Research reproducibility is built into the architecture:

  • Deterministic Execution: Exact reproduction with identical random seeds
  • Configuration Versioning: Git-tracked configuration with validation
  • State Snapshots: Complete simulation state capture at any point
  • Experiment Tracking: Automatic logging of hyperparameters and results

Extension Points

Adding New Cognitive Systems

Create custom cognitive capabilities by extending the System base class:

class CreativitySystem(System):
    """Custom system for modeling creative problem-solving."""

    def __init__(self, simulation_state, config, cognitive_scaffold):
        super().__init__(simulation_state, config, cognitive_scaffold)

        if self.event_bus:
            self.event_bus.subscribe("problem_encountered", self.generate_creative_solution)

    async def generate_creative_solution(self, event_data):
        # Custom creative reasoning logic
        pass

Creating New Provider Interfaces

Define domain-specific data access patterns:

class CreativityContextProviderInterface(ABC):
    """Interface for providing creativity-relevant context."""

    @abstractmethod
    def get_creative_resources(self, entity_id: str, components: Dict, config: Dict) -> Dict[str, Any]:
        """Return available creative resources and constraints."""
        pass

    @abstractmethod
    def get_inspiration_sources(self, entity_id: str, components: Dict, config: Dict) -> List[str]:
        """Return potential sources of creative inspiration."""
        pass

World Integration

Integrate ARLA with existing simulation environments:

class ExternalWorldAdapter:
    """Adapter pattern for integrating external simulation engines."""

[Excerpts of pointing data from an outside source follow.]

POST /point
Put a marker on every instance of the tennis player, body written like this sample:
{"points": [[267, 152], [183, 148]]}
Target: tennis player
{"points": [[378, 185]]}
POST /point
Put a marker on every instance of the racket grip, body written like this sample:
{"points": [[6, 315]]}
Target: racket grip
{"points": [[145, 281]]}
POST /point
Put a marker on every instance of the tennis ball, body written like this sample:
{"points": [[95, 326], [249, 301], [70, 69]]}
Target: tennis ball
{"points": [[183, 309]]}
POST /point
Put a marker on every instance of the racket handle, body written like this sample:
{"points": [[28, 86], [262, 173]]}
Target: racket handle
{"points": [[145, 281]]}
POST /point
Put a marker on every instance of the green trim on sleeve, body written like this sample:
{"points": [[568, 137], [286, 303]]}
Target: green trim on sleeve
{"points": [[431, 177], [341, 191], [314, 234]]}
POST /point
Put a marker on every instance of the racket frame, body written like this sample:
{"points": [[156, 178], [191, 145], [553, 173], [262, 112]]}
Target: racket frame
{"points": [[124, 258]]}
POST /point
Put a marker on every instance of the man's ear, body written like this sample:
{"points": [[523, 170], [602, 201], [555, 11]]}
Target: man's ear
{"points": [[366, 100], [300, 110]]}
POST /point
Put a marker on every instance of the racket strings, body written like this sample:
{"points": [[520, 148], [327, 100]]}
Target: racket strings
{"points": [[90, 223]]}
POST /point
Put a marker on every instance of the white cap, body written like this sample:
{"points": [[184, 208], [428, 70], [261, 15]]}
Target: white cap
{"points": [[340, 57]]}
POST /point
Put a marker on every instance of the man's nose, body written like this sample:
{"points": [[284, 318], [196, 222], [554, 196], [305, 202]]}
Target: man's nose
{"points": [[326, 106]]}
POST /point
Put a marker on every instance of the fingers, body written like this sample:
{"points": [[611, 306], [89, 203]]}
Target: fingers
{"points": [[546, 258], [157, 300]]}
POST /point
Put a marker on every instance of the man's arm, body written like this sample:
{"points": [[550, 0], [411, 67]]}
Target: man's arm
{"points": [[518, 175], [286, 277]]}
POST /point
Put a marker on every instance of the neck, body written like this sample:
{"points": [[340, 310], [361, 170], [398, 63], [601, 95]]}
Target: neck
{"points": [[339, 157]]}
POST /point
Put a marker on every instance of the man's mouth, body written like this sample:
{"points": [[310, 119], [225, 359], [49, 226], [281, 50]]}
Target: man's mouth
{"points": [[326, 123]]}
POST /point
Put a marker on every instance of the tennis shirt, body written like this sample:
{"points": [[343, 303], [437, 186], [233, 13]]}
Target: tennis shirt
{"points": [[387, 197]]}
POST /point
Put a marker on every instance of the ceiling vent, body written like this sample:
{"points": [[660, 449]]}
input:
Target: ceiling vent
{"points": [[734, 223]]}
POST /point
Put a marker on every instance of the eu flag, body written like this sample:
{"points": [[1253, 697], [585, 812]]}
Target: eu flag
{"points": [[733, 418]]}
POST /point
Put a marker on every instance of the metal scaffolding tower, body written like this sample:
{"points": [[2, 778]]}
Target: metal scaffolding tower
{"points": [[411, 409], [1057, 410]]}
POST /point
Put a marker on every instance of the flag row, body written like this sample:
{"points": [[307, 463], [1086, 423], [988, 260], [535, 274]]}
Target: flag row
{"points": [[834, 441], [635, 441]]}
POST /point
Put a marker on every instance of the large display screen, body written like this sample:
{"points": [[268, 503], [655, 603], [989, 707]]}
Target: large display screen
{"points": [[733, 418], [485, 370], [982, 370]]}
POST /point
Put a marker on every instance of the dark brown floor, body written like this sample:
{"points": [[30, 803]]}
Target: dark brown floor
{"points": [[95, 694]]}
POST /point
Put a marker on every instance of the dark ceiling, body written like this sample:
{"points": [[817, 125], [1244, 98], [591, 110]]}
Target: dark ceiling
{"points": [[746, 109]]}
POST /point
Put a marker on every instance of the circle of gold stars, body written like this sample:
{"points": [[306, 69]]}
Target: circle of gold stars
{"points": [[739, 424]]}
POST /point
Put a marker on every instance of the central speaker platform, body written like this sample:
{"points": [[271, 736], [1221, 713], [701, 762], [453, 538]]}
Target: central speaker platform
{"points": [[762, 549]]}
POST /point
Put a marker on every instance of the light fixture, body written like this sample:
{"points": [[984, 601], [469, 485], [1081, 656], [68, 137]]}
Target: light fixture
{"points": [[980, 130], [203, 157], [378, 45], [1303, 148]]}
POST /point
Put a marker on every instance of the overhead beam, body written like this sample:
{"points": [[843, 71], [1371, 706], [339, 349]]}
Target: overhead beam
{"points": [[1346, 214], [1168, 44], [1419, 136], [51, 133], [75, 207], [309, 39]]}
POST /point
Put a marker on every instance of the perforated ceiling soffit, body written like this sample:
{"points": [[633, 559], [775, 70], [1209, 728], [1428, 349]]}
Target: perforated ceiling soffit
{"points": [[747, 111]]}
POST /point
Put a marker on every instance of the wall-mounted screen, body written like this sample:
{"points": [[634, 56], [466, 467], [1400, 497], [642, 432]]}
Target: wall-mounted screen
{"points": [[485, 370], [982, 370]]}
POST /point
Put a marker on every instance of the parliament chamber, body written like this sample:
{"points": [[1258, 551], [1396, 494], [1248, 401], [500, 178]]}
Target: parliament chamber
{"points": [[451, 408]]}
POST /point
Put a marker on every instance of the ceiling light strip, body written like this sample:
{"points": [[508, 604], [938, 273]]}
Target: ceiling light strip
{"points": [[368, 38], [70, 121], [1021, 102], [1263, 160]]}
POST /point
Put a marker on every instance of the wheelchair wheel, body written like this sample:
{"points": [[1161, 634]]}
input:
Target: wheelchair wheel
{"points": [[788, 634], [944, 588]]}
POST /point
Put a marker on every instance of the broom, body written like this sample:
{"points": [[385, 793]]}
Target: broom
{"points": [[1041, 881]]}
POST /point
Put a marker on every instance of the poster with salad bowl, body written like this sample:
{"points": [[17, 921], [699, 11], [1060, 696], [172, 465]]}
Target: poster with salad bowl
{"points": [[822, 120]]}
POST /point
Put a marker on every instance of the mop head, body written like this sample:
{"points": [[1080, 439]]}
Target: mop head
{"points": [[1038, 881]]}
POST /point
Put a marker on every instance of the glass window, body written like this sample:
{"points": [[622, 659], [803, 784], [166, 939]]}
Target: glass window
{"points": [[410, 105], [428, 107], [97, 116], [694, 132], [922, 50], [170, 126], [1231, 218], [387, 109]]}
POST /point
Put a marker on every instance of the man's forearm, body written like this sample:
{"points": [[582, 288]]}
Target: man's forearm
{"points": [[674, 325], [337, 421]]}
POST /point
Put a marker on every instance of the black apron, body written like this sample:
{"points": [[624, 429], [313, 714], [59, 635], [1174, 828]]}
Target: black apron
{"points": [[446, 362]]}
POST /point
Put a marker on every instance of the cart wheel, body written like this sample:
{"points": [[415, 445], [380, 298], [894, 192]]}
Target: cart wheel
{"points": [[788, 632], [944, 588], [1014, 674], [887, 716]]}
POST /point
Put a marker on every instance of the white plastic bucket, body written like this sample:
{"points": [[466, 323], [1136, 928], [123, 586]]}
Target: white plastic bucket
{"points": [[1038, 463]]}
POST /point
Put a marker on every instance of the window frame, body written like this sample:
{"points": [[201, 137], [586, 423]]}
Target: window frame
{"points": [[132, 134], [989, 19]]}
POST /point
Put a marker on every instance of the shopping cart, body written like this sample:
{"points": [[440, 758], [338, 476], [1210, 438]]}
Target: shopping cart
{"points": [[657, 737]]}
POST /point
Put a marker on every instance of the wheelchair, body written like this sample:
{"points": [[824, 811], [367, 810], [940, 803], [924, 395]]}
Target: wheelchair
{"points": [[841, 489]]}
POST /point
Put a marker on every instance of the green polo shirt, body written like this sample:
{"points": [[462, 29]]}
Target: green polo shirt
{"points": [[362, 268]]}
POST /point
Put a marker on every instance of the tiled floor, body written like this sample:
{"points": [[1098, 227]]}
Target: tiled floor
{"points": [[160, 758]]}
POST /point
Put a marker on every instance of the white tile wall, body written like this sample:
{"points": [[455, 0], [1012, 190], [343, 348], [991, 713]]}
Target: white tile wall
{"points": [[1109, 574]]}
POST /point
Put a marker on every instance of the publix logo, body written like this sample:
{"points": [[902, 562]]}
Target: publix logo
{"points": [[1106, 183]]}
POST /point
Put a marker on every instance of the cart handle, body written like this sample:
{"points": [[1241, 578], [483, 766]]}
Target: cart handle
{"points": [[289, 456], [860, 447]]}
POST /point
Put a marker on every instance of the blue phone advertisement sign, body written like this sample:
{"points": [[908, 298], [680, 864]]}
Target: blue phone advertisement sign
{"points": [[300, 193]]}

    def __init__(self, external_sim, arla_simulation_state):
        self.external_sim = external_sim
        self.arla_state = arla_simulation_state

    async def sync_states(self):
        """Synchronize state between ARLA and external simulation."""

        # Extract state from external simulation
        external_entities = self.external_sim.get_all_entities()

        # Update ARLA components
        for entity_id, external_state in external_entities.items():
            self._update_arla_components(entity_id, external_state)

    def _update_arla_components(self, entity_id: str, external_state: dict):
        """Convert external state to ARLA components."""

        # Convert position
        if "position" in external_state:
            pos_comp = PositionComponent(
                x=external_state["position"]["x"],
                y=external_state["position"]["y"]
            )
            self.arla_state.add_component(entity_id, pos_comp)

        # Convert health
        if "health" in external_state:
            health_comp = HealthComponent(
                current_health=external_state["health"]["current"],
                max_health=external_state["health"]["maximum"]
            )
            self.arla_state.add_component(entity_id, health_comp)

ARLA's architecture provides a robust foundation for agent-based modeling research while maintaining the flexibility needed for diverse simulation scenarios and experimental designs.